Have you got a date? And I don’t mean a “social romantic appointment”, but a date with the hottest item of the season – Pfizer-BioNTech, Sinovac or AstraZeneca.
According to the Special Committee on Covid-19 Vaccine Supply, more than two million people have been vaccinated (at least with the first dose) while another 1.1 million have already had both doses.
These are out of more than 12 million who have registered. Bear in mind that we are already in the middle of 2021. To reach herd immunity, we would need to achieve a vaccination rate of at least 80 per cent (or 26.7 million people).
Currently, we are in Phase 2 (running from April to August) of the National Covid-19 Immunisation Programme, which covers some 9.4 million people comprising the elderly, the chronically ill and people with disabilities.
I actually know of some who fall under Phase 2 who have yet to get a date for an appointment.

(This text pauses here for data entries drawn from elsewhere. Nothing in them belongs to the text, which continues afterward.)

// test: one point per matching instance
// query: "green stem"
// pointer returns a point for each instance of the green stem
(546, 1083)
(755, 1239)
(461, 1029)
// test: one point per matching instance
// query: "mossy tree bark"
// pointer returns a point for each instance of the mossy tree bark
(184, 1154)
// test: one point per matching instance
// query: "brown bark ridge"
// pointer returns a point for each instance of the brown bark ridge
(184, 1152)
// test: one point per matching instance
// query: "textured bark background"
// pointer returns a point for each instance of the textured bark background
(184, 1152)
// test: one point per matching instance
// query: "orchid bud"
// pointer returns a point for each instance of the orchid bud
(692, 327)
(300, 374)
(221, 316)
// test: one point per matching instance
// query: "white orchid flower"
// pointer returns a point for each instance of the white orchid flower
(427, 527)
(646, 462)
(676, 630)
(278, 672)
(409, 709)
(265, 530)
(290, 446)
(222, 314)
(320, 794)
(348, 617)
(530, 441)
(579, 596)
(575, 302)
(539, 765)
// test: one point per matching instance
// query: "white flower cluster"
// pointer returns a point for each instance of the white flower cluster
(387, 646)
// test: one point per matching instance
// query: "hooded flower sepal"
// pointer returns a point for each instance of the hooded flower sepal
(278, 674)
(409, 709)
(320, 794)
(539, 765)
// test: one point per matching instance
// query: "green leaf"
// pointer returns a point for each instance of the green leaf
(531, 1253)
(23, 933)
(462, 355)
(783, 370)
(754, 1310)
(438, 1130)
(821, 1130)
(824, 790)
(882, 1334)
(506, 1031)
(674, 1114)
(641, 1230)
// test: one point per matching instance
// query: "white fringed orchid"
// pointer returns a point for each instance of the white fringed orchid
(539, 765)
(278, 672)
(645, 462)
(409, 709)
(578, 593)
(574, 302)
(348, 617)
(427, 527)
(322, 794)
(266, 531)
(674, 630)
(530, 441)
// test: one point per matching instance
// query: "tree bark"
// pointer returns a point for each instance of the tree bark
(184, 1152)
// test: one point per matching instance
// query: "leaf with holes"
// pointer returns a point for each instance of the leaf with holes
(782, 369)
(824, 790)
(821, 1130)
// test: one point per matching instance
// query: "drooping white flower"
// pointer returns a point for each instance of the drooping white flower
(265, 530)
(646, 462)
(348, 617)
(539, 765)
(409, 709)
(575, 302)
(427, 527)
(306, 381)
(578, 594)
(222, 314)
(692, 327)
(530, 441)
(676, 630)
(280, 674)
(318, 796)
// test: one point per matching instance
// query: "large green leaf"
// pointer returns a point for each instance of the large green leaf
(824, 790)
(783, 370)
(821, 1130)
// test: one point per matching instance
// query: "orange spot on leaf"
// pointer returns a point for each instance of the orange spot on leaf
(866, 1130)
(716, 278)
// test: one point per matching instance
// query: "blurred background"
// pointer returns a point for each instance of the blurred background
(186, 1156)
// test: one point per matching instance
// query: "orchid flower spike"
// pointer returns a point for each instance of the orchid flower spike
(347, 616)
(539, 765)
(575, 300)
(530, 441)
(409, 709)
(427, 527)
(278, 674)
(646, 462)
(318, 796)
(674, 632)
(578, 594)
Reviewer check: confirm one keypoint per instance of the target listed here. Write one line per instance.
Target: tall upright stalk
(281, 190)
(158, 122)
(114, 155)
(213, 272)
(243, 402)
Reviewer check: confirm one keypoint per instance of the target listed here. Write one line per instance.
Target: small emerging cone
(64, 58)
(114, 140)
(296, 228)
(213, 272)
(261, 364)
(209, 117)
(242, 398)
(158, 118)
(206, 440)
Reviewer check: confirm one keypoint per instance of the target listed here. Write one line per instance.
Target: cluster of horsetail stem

For those above 18 and who don’t fall under the Phase 2 category, the wait for a date is agonising. Making it even more excruciating is seeing people getting their shots and posting it on social media.
Yes, vaccine envy is real.
While we know our turn is coming, it doesn’t mean we like the waiting, particularly when cases are soaring, and more Covid-19 variants are reaching our shores.
We have been battling the pandemic for more than a year now and securing an appointment for the vaccine is like trying to win a lottery ticket.
While I am glad to see more people getting vaccinated as we strive to achieve herd immunity and slowly easing regulations, I can’t help but wonder: “When will it be my turn?”
I don’t fall under Phase 2, hence, if it had not been for the recent AstraZeneca opt-in programme, I really wouldn’t know when my turn would come.
Fortunately, I managed to get a date, thanks to the opt-in programme, but that episode left me frustrated and angry.
The system was a mess and with the “first come first served” basis, every vaccine chaser was rushing for a slot. It was like buying concert tickets and hoping for the best seats.
Here we are, hoping that every eligible person would be vaccinated in a timely fashion. But the vaccine rollout has been slow.
As Malaysia grapples with trying to reach herd immunity, it is sad to see how other countries seem to fare better, particularly when we see our neighbour, Singapore, including their teenagers in their vaccination programme.
The number of young adults being infected with Covid-19 is on the rise.
In fact, health director-general Tan Sri Dr Noor Hisham Abdullah had previously pointed out that the new variants in the country may be causing the spike in severe Covid-19 cases among the younger generation.
The number of deaths recorded in Malaysia has soared, hitting three digits a few days ago.
And those dying from the virus are getting younger.
The youngest victim to succumb to the disease was a four-month-old in Sabah, in February.
It would also be good if the government looked at vaccinating our adolescents as well – like our neighbours in Singapore.
But I am hopeful, as the vaccine supply is increasing each week, as announced by National Covid-19 Immunisation Programme coordinating minister Khairy Jamaluddin. This means that the wait for an appointment date for vaccination will be soon for those who have yet to get their shots.
In the meantime, we should all play our role to stop the spread of Covid-19. Abide by the SOPs, maintain hygiene and avoid going out as much as possible.
Meanwhile, I can’t wait for my vaccination date so that I can get on with life and put Covid-19 on the back burner.
This is the personal opinion of the writer and does not necessarily represent the views of Twentytwo13.